Dilemma of Phase I oncology studies

March 6, 2020 0 By FM

Phase I clinical trials are usually conducted in healthy volunteers to assess the tolerability of a new medicinal entity, estimate the maximum tolerated dose and study its pharmacokinetics. Anti-cancer drugs have the potential to cause serious toxicities; hence, Phase I oncology trials are conducted in patients suffering from cancers refractory to chemotherapeutic interventions. Such patients are terminal but have a good performance status, relatively normal energy and activity levels. But the concern is: Do Phase I oncology studies conform to the ethical requirements for a favourable benefit-risk ratio?

Many Phase I trials are conducted with novel therapies less toxic than chemotherapy, e.g., vaccines, immune modulators and anti-angiogenesis factors. In such studies, the benefit-risk ratio may be more favorable than chemotherapy trials. The overall response rate in 460 Phase I oncology trials was 10.6% and the toxic death rate was 0.49% (Horstmann E et al 2005). However, most Phase I oncology patients receive low doses to minimize toxicity. Such biologically inactive doses are unlikely to benefit the patients. A review of US Food and Drug Administration’s approval of anti-cancer drugs shows that such low response rates — 10% — are acceptable for routine medical care and can be accepted in clinical trials. 

In a clinical trial setting, the evaluation of risks and benefits is the responsibility of the ethics committee members, who are healthy individuals. They are likely to consider Phase I oncology trials unfavorably. However, cancer patients are typically willing to endure intensive chemotherapy with substantial adverse effects for a 1% chance of cure. Although response rates are low, most patients in Phase I oncology trials are motivated to participate by hopes for stabilisation, reduction in tumour size, or a cure for their cancer. Altruism – a desire to benefit others – may also be a factor.  

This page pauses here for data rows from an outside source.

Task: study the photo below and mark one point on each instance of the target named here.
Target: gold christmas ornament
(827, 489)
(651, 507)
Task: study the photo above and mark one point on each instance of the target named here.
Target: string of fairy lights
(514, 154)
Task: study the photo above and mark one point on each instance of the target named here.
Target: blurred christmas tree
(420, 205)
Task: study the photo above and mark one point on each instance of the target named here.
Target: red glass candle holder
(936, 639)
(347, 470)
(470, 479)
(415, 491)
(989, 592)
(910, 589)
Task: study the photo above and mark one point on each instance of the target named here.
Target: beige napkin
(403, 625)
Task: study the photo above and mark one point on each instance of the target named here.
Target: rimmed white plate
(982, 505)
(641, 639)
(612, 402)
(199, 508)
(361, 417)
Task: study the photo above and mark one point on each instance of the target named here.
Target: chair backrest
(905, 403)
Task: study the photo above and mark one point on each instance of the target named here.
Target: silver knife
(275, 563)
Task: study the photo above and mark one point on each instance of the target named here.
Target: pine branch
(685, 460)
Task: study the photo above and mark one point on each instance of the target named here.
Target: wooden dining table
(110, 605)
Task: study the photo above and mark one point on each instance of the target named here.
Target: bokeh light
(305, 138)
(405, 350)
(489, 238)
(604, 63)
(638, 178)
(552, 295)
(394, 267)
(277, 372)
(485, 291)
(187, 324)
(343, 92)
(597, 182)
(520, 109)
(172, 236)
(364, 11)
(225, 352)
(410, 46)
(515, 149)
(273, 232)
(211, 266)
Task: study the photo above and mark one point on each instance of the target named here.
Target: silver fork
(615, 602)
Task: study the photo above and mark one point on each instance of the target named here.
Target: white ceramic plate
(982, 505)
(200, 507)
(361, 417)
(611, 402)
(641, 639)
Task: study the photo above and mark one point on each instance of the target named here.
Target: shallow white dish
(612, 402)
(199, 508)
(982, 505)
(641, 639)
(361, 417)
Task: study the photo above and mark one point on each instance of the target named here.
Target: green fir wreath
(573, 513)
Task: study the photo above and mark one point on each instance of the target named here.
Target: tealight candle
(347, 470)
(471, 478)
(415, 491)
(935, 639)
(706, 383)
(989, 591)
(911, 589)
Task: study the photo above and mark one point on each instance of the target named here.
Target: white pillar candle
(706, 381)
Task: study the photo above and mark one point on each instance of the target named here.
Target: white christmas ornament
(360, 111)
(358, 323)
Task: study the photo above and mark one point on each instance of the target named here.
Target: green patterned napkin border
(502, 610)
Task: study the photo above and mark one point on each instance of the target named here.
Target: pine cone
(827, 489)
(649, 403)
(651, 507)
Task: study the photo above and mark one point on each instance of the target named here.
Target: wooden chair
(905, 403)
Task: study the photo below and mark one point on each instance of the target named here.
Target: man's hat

Informed consent (IC) of cancer patients to participate in Phase I studies with an unfavorable risk-benefit ratio is widely considered to be suggestive of deficiencies in disclosure or comprehension in the IC process or as indicative of their vulnerability and the clouding of judgment due to an incurable illness. Studies of IC processes have showed that the majority of participants were satisfied with IC process and reported comprehension of most, or all, information imparted about the Phase I trial in which they participated. But only 31% remembered the objectives of Phase I trial. As such studies are often conducted weeks or months after the Phase I study, they tend to assess the recollection of information as opposed to the participant’s understanding of the study process. The participants are likely to remember information relevant to them and not the whole informed consent document. Patients suffering from serious and terminal illnesses also obtain information about clinical trials and alternative treatments outside of the consent process. Terminally ill cancer patients do routinely make major decisions, e.g., preparing their wills. These patients therefore don’t seem to lack the capacity to provide informed consent for taking part in a clinical trial.  

Phase I studies are critical to the development of novel anti-cancer agents. The researchers should offer an opportunity for participation in Phase I trials by providing the necessary information to make informed decisions. 

Writer is a consultant on clinical research & development from Mumbai.